My current research interests surround the topic of deep learning-based outcome prediction modelling using multiple diagnostic imaging modalities such CT, MRI, histopathological images and Ultrasound. More specifically, despite combination of different treatment modalities, such as radiotherapy including brachytherapy, surgery, chemotherapy, chemoradiotherapy, and improvement of treatment protocols and imaging techniques used for management of cancer, it remains clinically challenging to predict which patients will benefit from which treatment combination. An accurate method for predicting a patient’s likelihood of response could reduce unnecessary interventions, lower healthcare costs, and reduce side effects. This prompted our objective to examine how pre-treatment patient characteristics, through imaging data, influence treatment efficacy as measured by post-treatment response, therefore to build a treatment outcome prediction model.

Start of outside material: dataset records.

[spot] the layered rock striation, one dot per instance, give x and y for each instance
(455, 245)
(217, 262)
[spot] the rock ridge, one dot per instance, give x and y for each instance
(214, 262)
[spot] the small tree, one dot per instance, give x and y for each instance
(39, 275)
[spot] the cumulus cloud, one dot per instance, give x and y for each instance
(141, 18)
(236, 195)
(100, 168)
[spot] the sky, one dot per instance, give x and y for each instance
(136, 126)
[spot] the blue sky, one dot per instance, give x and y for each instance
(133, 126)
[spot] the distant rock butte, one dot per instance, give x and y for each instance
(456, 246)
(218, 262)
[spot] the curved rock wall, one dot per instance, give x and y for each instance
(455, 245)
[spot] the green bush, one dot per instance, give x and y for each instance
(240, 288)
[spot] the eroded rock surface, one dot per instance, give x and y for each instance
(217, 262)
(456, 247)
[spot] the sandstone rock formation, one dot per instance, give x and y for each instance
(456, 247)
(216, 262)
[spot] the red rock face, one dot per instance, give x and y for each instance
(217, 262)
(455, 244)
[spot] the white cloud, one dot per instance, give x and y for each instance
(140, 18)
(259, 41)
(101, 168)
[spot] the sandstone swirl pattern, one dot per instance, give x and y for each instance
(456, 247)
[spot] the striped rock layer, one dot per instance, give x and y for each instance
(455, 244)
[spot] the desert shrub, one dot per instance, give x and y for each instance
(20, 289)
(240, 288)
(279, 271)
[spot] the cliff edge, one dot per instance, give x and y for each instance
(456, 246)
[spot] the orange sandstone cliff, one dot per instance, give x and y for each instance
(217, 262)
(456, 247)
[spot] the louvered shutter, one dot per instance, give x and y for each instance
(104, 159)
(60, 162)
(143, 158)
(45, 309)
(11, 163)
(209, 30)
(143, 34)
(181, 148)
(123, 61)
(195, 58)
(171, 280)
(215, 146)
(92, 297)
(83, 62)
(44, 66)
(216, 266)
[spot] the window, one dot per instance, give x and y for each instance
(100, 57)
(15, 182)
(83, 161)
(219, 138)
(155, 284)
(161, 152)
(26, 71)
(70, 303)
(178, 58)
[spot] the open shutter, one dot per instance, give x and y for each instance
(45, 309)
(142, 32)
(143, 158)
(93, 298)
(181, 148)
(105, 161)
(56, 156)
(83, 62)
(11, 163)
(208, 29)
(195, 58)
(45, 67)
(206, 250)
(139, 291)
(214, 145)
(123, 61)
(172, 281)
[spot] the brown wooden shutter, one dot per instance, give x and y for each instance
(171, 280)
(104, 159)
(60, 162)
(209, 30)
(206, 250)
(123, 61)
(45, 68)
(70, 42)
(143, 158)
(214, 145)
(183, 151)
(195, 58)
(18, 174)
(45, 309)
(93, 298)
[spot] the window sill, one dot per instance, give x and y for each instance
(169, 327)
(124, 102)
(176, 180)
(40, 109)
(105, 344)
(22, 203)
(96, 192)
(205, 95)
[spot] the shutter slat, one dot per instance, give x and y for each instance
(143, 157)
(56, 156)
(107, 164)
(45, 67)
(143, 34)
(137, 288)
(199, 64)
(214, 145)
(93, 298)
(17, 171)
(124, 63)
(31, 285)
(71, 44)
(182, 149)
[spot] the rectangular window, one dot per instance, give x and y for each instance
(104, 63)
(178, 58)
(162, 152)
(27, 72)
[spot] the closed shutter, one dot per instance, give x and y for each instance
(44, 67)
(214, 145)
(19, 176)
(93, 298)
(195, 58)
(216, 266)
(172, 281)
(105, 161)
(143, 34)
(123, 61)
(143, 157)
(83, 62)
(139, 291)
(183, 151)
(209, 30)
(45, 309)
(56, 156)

McMedHacks (Co-director, founder)
McMedHacks is a free international 8-week workshop series on medical imaging analysis using deep learning in Python from June 12th – July 31st, 2021, followed by a Hackathon in August. With Dr. Enger’s support, McMedHacks has generated registrations from 356 participants ranging from undergraduates, Masters, PhDs to MDs from 38 countries! Every weekend, inspirational speakers from academia and industry working at the intersection of medical imaging and deep learning are invited to present their cutting-edge work, followed by a hands-on interactive coding workshop led by the McMedHacks team and invited instructors. McMedHacks leads and fosters a passionate and collaborative scientific spirit in their team of 30 + members of internationally renowned speakers, instructors, mentors, and their own leadership teams (ex. sponsorship, hackathon, social media, mentorship, content development) from the Enger lab.